In coming years, wireless networks have to serve a large number of data hungry devices due to proliferation of new devices and applications every year. Increasing number of wireless devices (users) are competing for physical layer resources, namely time, space and frequency, to download the data required for different applications. In order to serve a large number of users, the wireless network needs to either create new resources or utilize existing resources more efficiently.

We propose to create spatial resources in the channel by using massive MIMO technique in a cognitive cell. The cognitive cell coexists with the primary cell in underlay paradigm. In underlay CR network, the cognitive base station (CBS) can serve CRs if the interference to the primary users (PUs) is kept below a threshold. By using a large antenna array at CBS, cognitive cell simultaneously serves a large number of CRs, while restricting the interference to PUs below a specified threshold. In this project, we investigate how the network parameters, namely number of antennas at CBS (Mb), number of antennas at CRs (Mu), and number of PUs affect the ability of CBS to serve a large number of CRs. We consider three constraints in this study: 1) maximum interference at PU (I0), 2) minimum rate required by each SU (R0) , and 3) maximum transmit power (P0). The imperfect knowledge of the channel between CBS and PU is assumed in our approach.


Selected publications

  • S. Chaudhari and D. Cabric, "Downlink Transceiver Beamforming and Admission Control for Massive MIMO Cognitive Radio Networks", Asilomar Conference, May 2015.
  • S. Chaudhari and D. Cabric, "Feasibility of Serving K Secondary Users in Underlay Cognitive Radio Networks using Massive MIMO", to appear in proc. of 11th international ITG conference on Systems, Communications, and Coding (SCC), Feb. 2017

Load Balancing and Interference Management for Heterogeneous Cellular Networks


With the proliferation of wireless devices and the advent of bandwidth hungry applications such as video streaming, cloud-based technologies, etc., incremental improvements to existing networks and architectures such as 4G are insufficient to meet the projected data demands in the next five years. This has called for paradigm shifts in next generation networks, i.e., 5G, and particularly, the ongoing evolution towards very dense and unplanned deployment of low-power small cell base stations (BSs) of various types, commonly known as HetNets.

Small cells can significantly enhance network’s throughput, but there are several key challenges associated with the deployment of HetNets such as load-balancing and the high interference. For instance, low-power BSs can be overshadowed by the high transmit power of the macro BS, rendering existing user association techniques such as the max-power user association impractical due to the load-imbalance it causes in the network. Similarly, co-channel deployment of these cells prohibitively increases the interference, degrading the quality-of-service especially for users located at cell edges.

We propose load-aware user association policies that significantly improve the user’s throughput by balancing the load for different network settings.
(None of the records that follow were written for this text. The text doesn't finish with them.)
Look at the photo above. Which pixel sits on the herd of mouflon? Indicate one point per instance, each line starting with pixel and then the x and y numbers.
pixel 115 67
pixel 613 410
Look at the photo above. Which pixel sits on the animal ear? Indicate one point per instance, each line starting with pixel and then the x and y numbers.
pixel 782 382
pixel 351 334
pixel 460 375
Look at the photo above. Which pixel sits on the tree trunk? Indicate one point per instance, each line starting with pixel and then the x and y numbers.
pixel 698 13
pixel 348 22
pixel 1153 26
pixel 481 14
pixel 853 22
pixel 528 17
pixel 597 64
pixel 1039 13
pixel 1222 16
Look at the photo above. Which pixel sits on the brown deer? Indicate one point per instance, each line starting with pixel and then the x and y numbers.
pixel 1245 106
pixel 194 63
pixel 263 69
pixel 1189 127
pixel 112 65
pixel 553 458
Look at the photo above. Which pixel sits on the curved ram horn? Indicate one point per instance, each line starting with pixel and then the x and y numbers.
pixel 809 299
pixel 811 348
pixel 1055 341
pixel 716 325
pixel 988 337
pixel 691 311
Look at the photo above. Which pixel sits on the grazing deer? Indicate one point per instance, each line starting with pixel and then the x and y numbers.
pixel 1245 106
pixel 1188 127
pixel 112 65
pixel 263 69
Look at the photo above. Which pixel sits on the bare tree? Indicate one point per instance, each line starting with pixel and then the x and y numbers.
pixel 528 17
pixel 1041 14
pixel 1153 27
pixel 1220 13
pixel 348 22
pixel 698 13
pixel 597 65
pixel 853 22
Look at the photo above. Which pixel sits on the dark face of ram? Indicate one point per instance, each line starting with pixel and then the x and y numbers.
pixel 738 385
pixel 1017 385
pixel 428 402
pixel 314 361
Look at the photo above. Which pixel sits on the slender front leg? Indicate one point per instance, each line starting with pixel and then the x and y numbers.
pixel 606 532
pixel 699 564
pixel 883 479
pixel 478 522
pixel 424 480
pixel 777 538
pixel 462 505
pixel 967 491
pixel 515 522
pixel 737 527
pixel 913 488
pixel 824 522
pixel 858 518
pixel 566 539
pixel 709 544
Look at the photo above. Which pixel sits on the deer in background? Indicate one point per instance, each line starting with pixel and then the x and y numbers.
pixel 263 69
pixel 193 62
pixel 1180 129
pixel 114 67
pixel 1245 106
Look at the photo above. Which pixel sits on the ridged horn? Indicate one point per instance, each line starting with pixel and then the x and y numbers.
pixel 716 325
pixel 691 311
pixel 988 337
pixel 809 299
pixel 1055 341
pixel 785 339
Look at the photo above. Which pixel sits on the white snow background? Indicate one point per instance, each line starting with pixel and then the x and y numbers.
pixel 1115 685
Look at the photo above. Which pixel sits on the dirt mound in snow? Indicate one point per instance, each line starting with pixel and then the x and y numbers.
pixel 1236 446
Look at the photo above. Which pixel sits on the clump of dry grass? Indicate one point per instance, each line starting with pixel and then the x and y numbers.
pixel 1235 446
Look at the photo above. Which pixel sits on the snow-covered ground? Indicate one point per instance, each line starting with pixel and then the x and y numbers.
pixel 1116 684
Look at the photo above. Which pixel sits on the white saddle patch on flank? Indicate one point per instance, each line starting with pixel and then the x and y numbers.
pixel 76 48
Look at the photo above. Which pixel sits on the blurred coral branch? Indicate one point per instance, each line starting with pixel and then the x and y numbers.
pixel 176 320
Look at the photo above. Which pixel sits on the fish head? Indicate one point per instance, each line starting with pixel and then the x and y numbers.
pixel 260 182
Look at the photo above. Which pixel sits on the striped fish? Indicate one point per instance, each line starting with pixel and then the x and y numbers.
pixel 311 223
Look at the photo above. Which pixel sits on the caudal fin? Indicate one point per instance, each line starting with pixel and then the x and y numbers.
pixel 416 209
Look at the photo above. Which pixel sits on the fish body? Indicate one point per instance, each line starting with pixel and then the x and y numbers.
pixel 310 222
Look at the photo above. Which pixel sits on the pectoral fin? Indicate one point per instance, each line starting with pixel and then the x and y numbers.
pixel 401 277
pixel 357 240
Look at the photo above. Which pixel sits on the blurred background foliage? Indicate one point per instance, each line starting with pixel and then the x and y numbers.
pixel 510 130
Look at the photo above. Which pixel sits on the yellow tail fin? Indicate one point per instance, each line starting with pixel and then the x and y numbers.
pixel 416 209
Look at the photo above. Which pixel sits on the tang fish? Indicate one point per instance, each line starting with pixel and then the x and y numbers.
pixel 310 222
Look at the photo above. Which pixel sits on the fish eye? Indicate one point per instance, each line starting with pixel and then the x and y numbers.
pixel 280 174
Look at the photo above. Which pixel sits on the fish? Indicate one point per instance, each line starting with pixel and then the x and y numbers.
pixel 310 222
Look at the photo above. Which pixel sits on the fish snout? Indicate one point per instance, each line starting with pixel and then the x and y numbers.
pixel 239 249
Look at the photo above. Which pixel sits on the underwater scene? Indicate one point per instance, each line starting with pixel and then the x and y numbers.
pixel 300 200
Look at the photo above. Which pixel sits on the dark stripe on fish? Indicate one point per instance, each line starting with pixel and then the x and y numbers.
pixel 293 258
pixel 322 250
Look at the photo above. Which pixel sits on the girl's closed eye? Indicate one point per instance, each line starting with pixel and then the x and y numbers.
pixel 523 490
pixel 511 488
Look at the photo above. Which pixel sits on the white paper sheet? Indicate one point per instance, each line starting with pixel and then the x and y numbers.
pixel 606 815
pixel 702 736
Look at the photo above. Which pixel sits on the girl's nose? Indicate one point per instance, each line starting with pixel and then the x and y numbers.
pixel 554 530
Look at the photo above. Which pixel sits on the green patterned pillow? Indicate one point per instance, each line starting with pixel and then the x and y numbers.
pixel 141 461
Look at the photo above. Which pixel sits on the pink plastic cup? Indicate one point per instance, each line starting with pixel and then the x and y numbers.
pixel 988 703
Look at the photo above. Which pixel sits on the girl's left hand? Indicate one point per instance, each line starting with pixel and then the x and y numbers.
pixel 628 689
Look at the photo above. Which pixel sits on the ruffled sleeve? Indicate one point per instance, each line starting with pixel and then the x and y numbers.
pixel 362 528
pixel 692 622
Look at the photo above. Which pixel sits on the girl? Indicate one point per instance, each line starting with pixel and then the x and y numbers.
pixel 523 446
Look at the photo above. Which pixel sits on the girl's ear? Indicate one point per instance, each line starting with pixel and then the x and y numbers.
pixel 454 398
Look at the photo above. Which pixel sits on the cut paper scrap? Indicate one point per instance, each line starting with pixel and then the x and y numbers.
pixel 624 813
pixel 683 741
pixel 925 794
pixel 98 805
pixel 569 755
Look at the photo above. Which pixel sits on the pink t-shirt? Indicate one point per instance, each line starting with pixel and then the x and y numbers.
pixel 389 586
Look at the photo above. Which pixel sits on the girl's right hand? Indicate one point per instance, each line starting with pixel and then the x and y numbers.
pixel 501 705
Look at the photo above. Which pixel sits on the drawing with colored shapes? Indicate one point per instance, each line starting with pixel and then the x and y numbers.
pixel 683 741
In addition, we study interference not only via the allocation of time-frequency resources but also via the allocation of spatial resources based on the premise that massive MIMO will be an integral technology in 5G.


Selected publications

  • G. Hattab and D. Cabric, "Joint Resource Allocation and User Association in Multi-Antenna Heterogeneous Networks", in IEEE Globecom, Dec. 2016.
  • G. Hattab and D. Cabric, "Inter-tier Interference Mitigation in Multi-Antenna HetNets: A Resource Blanking Approach", in IEEE Globecom, Dec. 2016.
  • G. Hattab and D. Cabric, "Load-aware User Association for Downlink 5G Heterogeneous Networks", submitted to IEEE Trans. on Wireless Commun., Jan. 2017.

Cooperatively Learning Locations and Footprints of Multiple Coexisting Primary Users


This project focuses on developing cooperative algorithms for the identification of spectrum holes and classification of primary network activity by geographically large-scale cognitive radio networks. The project consists of three parts, namely localization, footprint learning and network topology learning.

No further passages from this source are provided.